Tak hanya orang dewasa, anak-anak Turki pun ikut terpukau dengan keindahan wayang kulit. Mereka antusias belajar memahat dan mewarnai wayang, menciptakan kenangan indah yang akan mereka bawa pulang.
Puncaknya, pada konser Wayang Kulit tanggal 22 November 2025, Ki Gunarto benar-benar membuat Istanbul berdecak kagum. Dengan sentuhan milenial yang kreatif, ia berhasil menyajikan pertunjukan wayang yang modern, tanpa menghilangkan esensi tradisinya.

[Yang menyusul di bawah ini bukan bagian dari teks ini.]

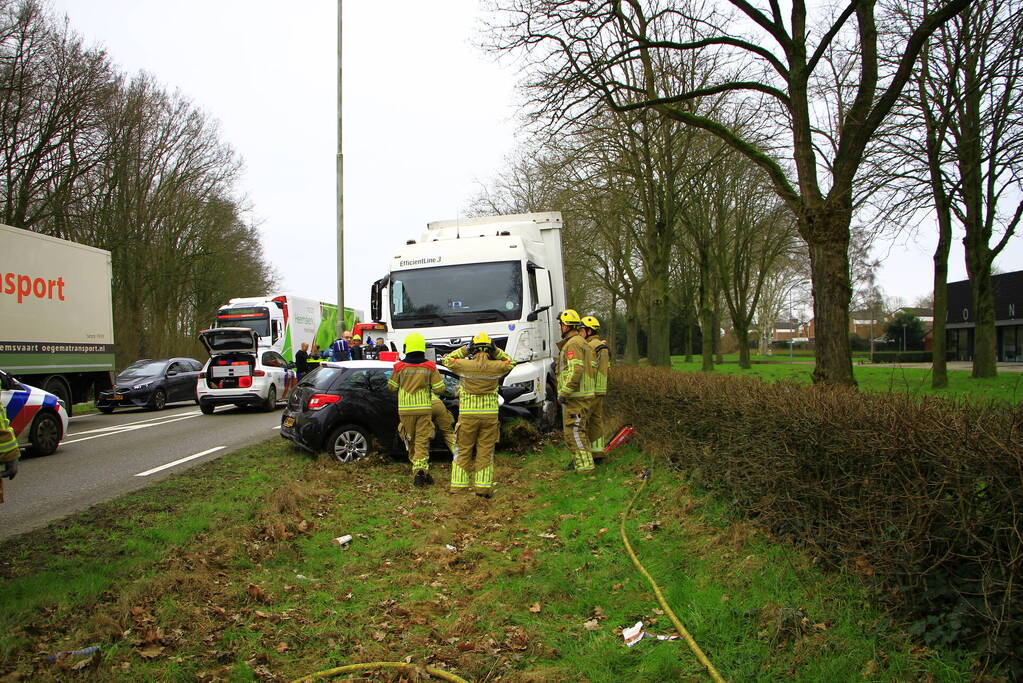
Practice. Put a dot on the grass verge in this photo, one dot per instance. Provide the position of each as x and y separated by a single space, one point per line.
228 572
1008 386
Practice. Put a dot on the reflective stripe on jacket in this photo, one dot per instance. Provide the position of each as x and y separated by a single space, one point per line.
575 367
8 442
602 362
478 390
415 383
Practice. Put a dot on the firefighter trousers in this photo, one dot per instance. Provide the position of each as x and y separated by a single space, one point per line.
415 431
594 425
476 438
444 422
574 413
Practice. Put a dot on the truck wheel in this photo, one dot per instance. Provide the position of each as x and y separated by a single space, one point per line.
159 400
271 399
45 435
550 410
58 388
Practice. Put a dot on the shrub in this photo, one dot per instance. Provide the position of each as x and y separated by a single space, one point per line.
923 497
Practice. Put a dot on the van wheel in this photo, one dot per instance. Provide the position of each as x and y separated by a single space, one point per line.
45 434
348 444
271 399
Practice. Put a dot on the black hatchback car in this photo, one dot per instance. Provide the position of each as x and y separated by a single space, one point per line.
151 383
341 407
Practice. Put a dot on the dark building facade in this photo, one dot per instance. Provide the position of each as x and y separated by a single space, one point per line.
1008 315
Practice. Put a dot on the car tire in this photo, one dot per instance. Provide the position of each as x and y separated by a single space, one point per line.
348 444
159 400
45 434
271 399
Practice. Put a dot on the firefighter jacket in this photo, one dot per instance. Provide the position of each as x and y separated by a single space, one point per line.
478 390
415 383
8 442
576 373
602 360
462 352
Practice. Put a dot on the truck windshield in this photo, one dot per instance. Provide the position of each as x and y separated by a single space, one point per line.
256 319
456 294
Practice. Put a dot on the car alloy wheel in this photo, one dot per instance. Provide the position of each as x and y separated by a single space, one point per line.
45 436
349 444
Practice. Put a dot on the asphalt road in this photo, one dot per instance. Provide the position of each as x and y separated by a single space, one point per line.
104 456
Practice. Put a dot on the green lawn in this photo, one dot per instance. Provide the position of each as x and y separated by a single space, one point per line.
1007 386
229 572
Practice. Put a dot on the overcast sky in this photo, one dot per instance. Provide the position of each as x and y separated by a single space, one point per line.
428 118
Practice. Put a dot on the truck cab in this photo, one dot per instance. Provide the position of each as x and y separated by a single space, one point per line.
501 275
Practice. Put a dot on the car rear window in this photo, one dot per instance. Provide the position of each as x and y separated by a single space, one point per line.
321 378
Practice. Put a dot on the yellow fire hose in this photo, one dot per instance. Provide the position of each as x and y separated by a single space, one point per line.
446 676
657 590
374 666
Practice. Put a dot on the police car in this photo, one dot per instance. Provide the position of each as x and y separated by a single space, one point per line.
38 417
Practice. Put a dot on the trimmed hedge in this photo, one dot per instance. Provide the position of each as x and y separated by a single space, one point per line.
921 496
906 357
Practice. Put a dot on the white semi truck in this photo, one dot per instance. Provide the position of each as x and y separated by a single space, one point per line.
501 275
284 321
56 321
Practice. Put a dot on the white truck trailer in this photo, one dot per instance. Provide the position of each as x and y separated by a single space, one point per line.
56 320
501 275
284 321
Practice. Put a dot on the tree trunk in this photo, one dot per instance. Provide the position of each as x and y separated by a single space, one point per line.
743 336
832 291
984 340
631 333
706 315
659 326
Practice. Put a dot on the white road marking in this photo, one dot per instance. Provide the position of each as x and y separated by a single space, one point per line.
114 430
165 416
180 460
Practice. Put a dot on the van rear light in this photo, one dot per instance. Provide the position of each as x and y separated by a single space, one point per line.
317 401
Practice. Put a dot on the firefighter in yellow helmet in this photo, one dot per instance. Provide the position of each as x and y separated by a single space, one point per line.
479 426
576 376
602 360
416 379
9 451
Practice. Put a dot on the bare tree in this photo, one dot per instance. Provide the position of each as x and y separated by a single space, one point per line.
767 65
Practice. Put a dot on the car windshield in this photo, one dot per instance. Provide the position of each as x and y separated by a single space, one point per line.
456 294
143 369
321 377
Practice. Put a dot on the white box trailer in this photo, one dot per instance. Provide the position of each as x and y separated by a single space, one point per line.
501 275
56 319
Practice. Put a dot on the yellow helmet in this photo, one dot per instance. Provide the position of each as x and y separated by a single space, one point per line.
415 342
570 317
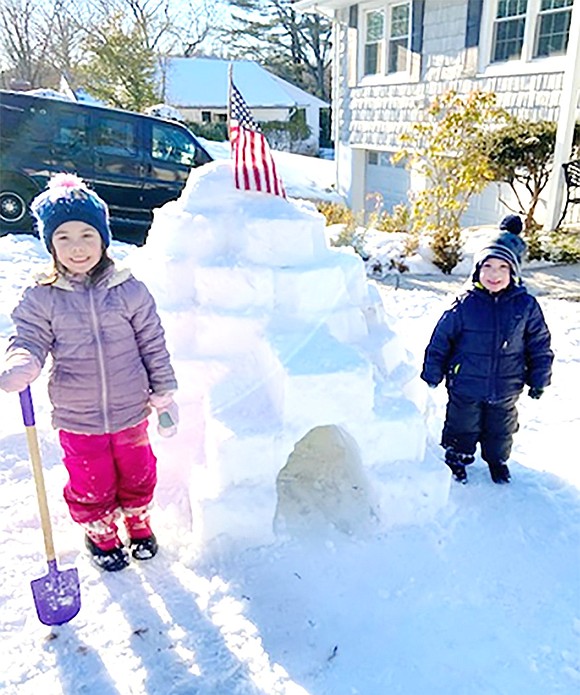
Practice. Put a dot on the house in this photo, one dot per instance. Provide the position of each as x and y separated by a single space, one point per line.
392 57
198 88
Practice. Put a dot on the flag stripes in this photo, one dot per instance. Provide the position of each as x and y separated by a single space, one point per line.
254 168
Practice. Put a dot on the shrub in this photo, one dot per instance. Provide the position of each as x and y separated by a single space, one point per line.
446 149
335 213
210 131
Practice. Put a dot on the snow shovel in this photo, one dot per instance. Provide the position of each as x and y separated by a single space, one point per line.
57 595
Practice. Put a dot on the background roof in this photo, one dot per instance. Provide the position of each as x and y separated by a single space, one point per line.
203 82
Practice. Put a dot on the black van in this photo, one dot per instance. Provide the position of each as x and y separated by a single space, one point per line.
134 162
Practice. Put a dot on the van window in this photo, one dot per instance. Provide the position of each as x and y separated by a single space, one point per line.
71 130
170 144
116 136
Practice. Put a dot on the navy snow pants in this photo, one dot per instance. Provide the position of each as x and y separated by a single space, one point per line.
469 421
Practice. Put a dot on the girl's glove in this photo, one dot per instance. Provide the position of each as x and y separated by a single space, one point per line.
167 413
20 369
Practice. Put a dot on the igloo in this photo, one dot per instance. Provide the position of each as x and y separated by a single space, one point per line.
276 334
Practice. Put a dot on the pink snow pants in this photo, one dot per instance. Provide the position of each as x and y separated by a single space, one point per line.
108 472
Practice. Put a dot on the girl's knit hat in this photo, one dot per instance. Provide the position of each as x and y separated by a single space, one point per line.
68 198
508 246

“Saya sangat terkesan dengan penampilan Ki Gunarto. Ia berhasil menggabungkan unsur tradisional dan modern dengan sangat apik,” puji seorang kritikus seni asal Turki.
Samodra Sriwidjaja (Samodra Rum), Presiden Union Internationale de la Morionnette Indonesia (UNIMA Indonesia), menambahkan, “Kami dari UNIMA Indonesia dan Sanggar Sari Laras akan terus berupaya menyebarluaskan seni wayang ke seluruh dunia. Antusiasme masyarakat internasional di festival ini sangat luar biasa! Bahkan, mereka sampai memohon cinderamata wayang kulit.”
Ki Gunarto pun tak lupa mengapresiasi dukungan dari Keluarga Besar Kusumo Hondrowino Nusantara (KHN) DKI Jakarta. “Saya bangga bisa melaksanakan tugas negara dengan menyebarluaskan kesenian wayang kulit di Turki. Ini adalah kehormatan bagi saya dan seluruh tim,” ujarnya.
Ada satu momen yang sangat membekas di hati Ki Gunarto, yaitu ketika seorang anak Turki menangis karena ingin memiliki wayang Dosomuko. “Anak itu bilang, dia ingin seperti Dosomuko,” cerita Ki Gunarto, terharu.
Ke depan, Ki Gunarto berharap agar seni wayang kulit semakin mendunia. Ia juga akan terus berupaya mengembangkan diri dan memberikan yang terbaik untuk Indonesia. Dalam waktu dekat, ia akan bertolak ke Beijing, China, untuk tampil di Danchon International Festival (2-3 Desember 2025).
“Wayang ngremboko hanjayeng bawono, Wayang Go Internasional!” seru Ki Gunarto, penuh semangat.